- Born: JV Manisha Bajaj 19 September 1967 (age 58) New Delhi,
- Education: Delhi University, Delhi
- Occupations: Actor, producer, writer, poet
- Years active: 1989–present

= JV Manisha =

Indian writer

JV Manisha Bajaj is an Indian writer and filmmaker best known for initiating subjective poetry programs on Indian television.

==Early life and education==
Manisha was born in New Delhi on 19 September 1967 to Geeta and Janardan Prasad Verma. She has one sibling, Monika Akhaury. Manisha wrote her first poem at age nine about starvation. She attended Prayag Sangeet Samiti and Delhi University, and participated in Kavi sammelan and Doordarshan programs during her studies. She also acted in plays, often in the lead role, and attended poetry recitals.

==Career==
Manisha's career began with professional poetry recitals. She later joined Doordarshan as an announcer and acted as part of the main cast in a number of telefilms and serials. She has also worked for IGNOU, NDTV, Live India, SAB TV, and Sanskar TV. As a national poet, she performed from the Lal Quila. Manisha's social work career began in 2001 and she has since written for a number of newspapers and journals about social issues like inter-caste marriage. She has also published books, including Yug Yatra (2013), on social topics. In 2013, Manisha established Saanjhi Saanjh, the first national newspaper dedicated to senior citizens, though it was short-lived due to legal formalities.

In 2005, she started a filmmaking company with Tarsem Antil. Since then, she has scripted and produced many films, documentaries, promotions, and advertisements.
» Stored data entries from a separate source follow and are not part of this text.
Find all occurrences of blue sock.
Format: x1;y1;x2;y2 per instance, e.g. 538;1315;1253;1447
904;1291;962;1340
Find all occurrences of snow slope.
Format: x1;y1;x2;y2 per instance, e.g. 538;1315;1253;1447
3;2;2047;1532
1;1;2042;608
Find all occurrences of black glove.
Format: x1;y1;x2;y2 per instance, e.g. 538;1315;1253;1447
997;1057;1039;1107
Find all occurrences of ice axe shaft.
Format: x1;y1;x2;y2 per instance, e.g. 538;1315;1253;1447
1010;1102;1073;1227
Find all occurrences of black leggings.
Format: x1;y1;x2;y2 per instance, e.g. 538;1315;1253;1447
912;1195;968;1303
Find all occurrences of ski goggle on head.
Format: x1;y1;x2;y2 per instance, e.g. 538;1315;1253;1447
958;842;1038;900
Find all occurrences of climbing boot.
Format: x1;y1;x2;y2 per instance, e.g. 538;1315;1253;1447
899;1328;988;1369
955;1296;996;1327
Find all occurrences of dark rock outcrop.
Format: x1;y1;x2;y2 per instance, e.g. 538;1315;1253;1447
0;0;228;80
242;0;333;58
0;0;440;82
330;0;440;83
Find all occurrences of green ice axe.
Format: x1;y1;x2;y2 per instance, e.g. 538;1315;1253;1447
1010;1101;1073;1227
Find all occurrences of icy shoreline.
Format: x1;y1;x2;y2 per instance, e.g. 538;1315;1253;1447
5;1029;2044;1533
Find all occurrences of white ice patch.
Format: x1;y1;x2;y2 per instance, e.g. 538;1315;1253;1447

She wrote the lyrics for the film To B or Not to B. In 2013, she was producing the film Page No. 217 in Fiji.

Manisha has won awards including the Srijan Samman Karm, Shri Bhopal Arishth Mdu, Rohtak Vyavharik Adhyatm "Vaibhav" National Institute of Value Education, and Best Short Film Award 2012 RMAI.

==Personal life==
Manisha married Devender Kumar Bajaj in 1993. The couple have two sons, Pancham and Paawan.